A voz do locutor em sua última frase soou de maneira medonha, rouca e obscura, como se a situação fosse vista apenas como uma forma de conseguir ouvintes. Os olhos aflitos de Analu não param de me preocupar e, para não piorar a situação, desligo a programação e sorrio para ela. O silêncio é melhor do que ouvir desgraças.

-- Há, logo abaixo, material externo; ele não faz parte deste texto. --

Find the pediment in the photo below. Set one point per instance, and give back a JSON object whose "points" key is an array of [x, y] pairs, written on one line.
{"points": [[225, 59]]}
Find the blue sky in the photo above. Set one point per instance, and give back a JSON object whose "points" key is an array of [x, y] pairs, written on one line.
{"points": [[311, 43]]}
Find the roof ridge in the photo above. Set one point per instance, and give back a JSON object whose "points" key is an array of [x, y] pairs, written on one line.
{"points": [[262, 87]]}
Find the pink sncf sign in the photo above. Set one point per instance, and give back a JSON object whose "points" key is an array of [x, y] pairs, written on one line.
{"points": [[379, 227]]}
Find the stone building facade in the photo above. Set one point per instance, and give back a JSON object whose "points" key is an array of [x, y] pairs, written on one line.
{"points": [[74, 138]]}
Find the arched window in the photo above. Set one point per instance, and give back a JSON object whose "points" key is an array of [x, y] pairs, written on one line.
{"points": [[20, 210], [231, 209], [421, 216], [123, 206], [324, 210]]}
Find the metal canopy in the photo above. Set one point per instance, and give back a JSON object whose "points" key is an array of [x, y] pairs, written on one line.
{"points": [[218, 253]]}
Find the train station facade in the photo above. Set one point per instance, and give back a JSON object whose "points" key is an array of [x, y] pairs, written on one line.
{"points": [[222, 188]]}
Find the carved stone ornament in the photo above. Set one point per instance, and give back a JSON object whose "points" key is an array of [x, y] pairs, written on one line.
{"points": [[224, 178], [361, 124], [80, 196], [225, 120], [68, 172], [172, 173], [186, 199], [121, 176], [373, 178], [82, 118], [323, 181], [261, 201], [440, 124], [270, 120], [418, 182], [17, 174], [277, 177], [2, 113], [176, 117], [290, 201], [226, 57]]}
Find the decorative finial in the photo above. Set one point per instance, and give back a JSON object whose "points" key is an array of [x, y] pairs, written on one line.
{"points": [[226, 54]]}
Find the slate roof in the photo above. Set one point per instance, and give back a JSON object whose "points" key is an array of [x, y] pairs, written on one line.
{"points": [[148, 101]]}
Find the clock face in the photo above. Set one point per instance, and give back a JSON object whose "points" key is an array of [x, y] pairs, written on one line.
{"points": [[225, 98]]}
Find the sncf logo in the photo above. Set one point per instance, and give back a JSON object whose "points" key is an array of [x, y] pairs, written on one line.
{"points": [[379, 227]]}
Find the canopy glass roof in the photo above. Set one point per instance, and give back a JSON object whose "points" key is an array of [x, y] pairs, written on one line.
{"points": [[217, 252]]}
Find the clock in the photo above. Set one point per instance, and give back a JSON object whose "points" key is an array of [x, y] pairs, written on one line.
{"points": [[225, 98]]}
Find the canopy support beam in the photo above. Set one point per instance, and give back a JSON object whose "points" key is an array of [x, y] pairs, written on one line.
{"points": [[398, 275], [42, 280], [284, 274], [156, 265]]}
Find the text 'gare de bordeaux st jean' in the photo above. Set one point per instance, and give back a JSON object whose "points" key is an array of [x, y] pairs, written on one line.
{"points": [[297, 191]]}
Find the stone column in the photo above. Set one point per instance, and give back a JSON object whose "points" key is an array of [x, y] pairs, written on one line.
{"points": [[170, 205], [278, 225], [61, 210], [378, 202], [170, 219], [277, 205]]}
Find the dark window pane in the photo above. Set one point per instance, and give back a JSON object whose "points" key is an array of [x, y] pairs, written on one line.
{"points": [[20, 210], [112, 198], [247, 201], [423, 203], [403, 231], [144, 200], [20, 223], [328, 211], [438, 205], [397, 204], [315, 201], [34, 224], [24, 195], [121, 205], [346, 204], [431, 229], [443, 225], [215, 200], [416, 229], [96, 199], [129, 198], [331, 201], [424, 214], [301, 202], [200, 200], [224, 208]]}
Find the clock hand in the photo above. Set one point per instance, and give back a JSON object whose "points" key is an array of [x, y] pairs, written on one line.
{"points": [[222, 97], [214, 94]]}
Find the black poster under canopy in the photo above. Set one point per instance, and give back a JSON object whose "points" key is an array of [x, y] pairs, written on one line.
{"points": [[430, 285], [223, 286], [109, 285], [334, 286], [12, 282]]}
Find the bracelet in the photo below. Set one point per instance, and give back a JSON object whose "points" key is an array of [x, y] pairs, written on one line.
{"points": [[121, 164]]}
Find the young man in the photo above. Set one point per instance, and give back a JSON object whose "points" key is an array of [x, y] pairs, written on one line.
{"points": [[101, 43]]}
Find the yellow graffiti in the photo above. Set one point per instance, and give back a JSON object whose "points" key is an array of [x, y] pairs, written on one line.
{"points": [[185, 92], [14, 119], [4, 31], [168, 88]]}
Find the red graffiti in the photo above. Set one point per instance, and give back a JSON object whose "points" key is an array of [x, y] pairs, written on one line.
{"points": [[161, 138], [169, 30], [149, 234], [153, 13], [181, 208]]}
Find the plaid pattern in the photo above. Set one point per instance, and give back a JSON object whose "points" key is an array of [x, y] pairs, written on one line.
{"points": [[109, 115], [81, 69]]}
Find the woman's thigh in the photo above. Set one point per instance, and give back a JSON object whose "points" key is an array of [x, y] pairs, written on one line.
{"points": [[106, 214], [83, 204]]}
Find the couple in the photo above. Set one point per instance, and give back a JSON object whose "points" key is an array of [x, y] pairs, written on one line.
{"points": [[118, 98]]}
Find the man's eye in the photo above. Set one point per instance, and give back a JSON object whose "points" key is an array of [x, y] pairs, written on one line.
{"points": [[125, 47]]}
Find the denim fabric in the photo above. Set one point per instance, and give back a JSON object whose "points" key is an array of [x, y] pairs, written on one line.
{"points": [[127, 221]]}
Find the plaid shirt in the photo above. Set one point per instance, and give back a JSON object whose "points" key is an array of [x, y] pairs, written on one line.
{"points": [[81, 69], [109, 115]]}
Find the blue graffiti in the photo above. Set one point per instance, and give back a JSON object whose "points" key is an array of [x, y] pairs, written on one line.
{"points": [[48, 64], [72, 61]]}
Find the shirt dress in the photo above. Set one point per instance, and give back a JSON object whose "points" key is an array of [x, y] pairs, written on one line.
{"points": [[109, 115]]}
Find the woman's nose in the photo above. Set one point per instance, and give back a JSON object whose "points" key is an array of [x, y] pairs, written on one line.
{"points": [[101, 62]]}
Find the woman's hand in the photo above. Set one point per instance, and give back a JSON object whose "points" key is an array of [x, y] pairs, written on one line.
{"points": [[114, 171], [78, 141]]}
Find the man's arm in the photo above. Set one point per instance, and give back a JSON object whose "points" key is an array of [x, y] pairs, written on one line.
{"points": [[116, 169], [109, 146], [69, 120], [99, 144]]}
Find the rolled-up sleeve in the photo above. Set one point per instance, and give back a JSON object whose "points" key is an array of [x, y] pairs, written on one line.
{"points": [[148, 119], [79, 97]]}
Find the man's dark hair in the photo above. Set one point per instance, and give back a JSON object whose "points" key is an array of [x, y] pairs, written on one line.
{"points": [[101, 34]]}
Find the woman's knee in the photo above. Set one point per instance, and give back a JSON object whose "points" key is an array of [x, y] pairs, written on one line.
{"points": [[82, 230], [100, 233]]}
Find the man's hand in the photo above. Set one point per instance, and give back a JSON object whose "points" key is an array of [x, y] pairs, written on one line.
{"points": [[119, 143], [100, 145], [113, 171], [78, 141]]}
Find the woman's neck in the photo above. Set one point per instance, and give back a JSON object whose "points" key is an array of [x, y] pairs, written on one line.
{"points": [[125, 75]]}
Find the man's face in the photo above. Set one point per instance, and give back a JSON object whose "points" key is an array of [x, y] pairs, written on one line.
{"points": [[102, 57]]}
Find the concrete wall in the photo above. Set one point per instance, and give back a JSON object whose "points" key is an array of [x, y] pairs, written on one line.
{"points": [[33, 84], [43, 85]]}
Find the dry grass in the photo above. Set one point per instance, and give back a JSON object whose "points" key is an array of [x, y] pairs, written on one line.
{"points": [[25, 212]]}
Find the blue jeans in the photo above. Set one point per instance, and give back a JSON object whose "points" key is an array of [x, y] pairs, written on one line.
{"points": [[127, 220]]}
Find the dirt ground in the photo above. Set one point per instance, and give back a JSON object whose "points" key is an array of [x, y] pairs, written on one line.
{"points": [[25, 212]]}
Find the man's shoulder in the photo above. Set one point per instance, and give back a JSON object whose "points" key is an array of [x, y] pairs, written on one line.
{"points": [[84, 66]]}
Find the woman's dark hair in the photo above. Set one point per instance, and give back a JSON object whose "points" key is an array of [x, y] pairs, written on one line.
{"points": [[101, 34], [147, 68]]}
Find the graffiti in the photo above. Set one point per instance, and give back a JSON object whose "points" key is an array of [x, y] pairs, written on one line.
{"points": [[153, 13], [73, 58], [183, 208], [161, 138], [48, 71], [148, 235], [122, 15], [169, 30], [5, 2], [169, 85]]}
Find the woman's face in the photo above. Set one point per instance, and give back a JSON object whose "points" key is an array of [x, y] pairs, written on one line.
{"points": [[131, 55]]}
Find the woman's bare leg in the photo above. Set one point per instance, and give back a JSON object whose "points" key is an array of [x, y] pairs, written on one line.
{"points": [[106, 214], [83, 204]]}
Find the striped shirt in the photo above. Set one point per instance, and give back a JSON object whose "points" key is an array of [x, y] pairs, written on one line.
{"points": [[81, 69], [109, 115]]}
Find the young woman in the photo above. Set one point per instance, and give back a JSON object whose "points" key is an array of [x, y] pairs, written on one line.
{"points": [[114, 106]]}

A mão da menina segura o meu braço com força e entendo que ela não quer ir para o trabalho comigo, como pensava, na verdade, ela deseja voltar para casa. O lugar no qual ela se sente segura. Vejo o sinal abrir e decido que o momento requer renúncias, darei um jeito de dizer ao meu chefe que não estou bem e vou cruzar os dedos para não ser demitida amanhã. Sigo em direção ao retorno e dou a volta no sentido de casa, mas, antes de voltarmos para o silêncio eterno, garanto o que ela deseja ouvir.
— Não se preocupe, Lulu. Hoje não vamos ficar longe uma da outra.